Like most bloggers, comment on what has happened in south Asia feels trite and besides the point. The numbers of the lost are beyond comprehension yet the waiting one person I know is undergoing is excruciating. Like so many we pray that his daughter travelled on to rural Laos as she said she would. It is like 9/11 when we were not sure where our cousin had been working that day. But it is not like 9/11 as it is not about human evil or the lack of defensive foresight or even just the plain bad luck of being in the place at the time as most of the dead will have died in their homes and likely never travelled beyond the place of devastation. I have heard only one distasteful comment from a US talk radio show which stated the New York Times editorial calling the wave "immoral" implied that a moral wave was possible and that it must have been a wave against the USA which was implied. How anyone can take disaster and twist it for such pettiness is beyond me. I did not wait for the person's name so cannot recommend a boycott to his syndication.
Myrick, on the other hand - like so many other bloggers - has done the right thing, listing the Canadian, US and International Red Cross donation websites.
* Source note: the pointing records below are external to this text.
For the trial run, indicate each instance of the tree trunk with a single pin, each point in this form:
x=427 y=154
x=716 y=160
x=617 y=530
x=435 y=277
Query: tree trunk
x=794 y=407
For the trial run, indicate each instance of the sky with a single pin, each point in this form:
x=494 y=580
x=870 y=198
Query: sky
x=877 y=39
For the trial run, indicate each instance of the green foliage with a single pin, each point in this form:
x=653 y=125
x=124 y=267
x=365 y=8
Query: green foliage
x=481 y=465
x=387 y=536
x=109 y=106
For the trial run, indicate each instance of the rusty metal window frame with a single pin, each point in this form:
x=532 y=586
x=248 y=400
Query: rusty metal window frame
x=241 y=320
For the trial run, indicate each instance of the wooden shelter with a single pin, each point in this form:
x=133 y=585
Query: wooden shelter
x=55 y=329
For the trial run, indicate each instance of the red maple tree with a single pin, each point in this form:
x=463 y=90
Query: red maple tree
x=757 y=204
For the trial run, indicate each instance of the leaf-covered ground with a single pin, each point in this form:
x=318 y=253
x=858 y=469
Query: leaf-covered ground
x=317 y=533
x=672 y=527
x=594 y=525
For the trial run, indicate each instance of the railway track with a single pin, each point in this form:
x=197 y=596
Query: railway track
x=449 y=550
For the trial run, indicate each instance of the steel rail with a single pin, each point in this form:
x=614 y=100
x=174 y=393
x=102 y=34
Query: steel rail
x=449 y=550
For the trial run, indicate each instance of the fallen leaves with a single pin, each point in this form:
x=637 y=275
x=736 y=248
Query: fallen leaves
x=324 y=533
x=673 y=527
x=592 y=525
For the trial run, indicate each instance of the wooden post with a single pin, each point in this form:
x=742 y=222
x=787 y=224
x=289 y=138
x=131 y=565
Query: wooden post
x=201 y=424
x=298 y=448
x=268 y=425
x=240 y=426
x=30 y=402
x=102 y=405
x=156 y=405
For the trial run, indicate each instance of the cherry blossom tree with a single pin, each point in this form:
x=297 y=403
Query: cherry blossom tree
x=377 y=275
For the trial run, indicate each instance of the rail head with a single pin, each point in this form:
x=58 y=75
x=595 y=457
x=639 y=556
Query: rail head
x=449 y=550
Please go there or to the agency of your choice and give.

Comments
Alan - December 29, 2004 1:26 pm
Robert makes a great point about Canada standing up and counting now. It is impressive that Canadians individually have already outstripped our government's committment to disaster relief. It is also a shame. We have a machine that can clean 50,000 litres of water a day in the Canadian military's DART project. It is sitting in a warehouse for another day rather than being enroute to a small city somewhere.